S&K Take: It isn’t every day that you see a chapter 7 featuring between $1 billion and $10 billion in liabilities. Tricolor Holdings LLC, a Texas-based subprime auto lender and 17 of its subsidiaries filed for chapter 7 liquidation in the Northern District of Texas. Tricolor is based in the Southwest (with 35 locations) and touts that it has disbursed $5 billion in auto loans, primarily to the Hispanic community. The filing, which occurred on September 10, was preceded by an 8-K filed by Fifth Third Bancorp. That 8-K indicated that Fifth Third had discovered “alleged external fraudulent activity” at a commercial borrower (which is presumably Tricolor). Fifth Third stated that it would take a $170 million to $200 million impairment on a $200 million loan (not great!). Additionally, the Financial Times is reporting that the DOJ is investigating loan irregularities at Tricolor. Needless to say, the fraud and the chapter 7 point to some interesting circumstances behind the scenes. If and when those details are disclosed, I imagine we will be revisiting this situation.

Struggling Pinstripes files for bankruptcy | Restaurant Business Online

The Illinois-based “eatertainment” company, which filed for Chapter 11 this week, was delisted from the NYSE in March and will now seek a buyer at auction.

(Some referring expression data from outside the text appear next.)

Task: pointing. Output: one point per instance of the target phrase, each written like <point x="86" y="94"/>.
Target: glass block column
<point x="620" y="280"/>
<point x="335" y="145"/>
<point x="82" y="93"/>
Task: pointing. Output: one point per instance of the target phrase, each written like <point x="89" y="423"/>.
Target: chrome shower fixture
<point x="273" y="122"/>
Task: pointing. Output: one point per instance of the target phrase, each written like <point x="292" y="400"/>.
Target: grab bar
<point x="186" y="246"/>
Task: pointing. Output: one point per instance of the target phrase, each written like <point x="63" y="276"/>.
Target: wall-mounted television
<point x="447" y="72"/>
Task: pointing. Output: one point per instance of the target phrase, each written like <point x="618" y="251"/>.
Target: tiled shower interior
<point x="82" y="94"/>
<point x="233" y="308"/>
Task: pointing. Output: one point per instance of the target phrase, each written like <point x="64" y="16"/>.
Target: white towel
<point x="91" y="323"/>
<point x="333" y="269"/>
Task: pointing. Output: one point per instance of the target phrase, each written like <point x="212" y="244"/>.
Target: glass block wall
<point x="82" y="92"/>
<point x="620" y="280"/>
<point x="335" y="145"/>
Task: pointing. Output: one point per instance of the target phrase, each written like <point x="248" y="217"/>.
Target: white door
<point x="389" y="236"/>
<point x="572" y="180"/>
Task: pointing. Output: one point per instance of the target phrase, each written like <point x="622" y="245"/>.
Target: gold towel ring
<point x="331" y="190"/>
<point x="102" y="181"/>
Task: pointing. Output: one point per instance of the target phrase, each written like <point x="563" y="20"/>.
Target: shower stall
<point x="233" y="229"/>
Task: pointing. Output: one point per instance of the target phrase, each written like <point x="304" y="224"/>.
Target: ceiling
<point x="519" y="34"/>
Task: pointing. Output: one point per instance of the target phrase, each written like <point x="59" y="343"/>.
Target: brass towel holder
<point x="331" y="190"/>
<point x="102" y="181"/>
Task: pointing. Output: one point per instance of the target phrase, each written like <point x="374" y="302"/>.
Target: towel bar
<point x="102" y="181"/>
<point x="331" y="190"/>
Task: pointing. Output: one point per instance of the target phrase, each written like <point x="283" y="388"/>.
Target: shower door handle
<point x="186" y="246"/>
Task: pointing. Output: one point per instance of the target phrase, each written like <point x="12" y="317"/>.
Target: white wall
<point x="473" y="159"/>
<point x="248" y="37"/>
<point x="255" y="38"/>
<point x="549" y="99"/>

S&K Take: Pinstripes filed this week. For those of you unfamiliar with Pinstripes (*raises hand*), it is venue that pairs “scratch Italian-American cuisine with bowling, bocce and private events.” Who doesn’t like bocce? At its peak, the company (which was public) operated 18 geographically diverse locations (with California, Florida, Kansas, Minnesota, New Jersey and Texas among the lucky states to host a location) and had more sites under construction. That number dwindled to 8 locations as of the petition. The debtors point to inflation and decreased foot traffic as some of the culprits behind their troubles. The case fits within the typical paradigm — prepetition lender that purchased the debt is putting up a DIP and credit bidding the DIP and a portion of the prepetition debt for the assets in a stalking horse bid. This time the lender is Silverview, and bids are due in a month (October 13). If anything interesting crops up (pretty vanilla so far) we will report back.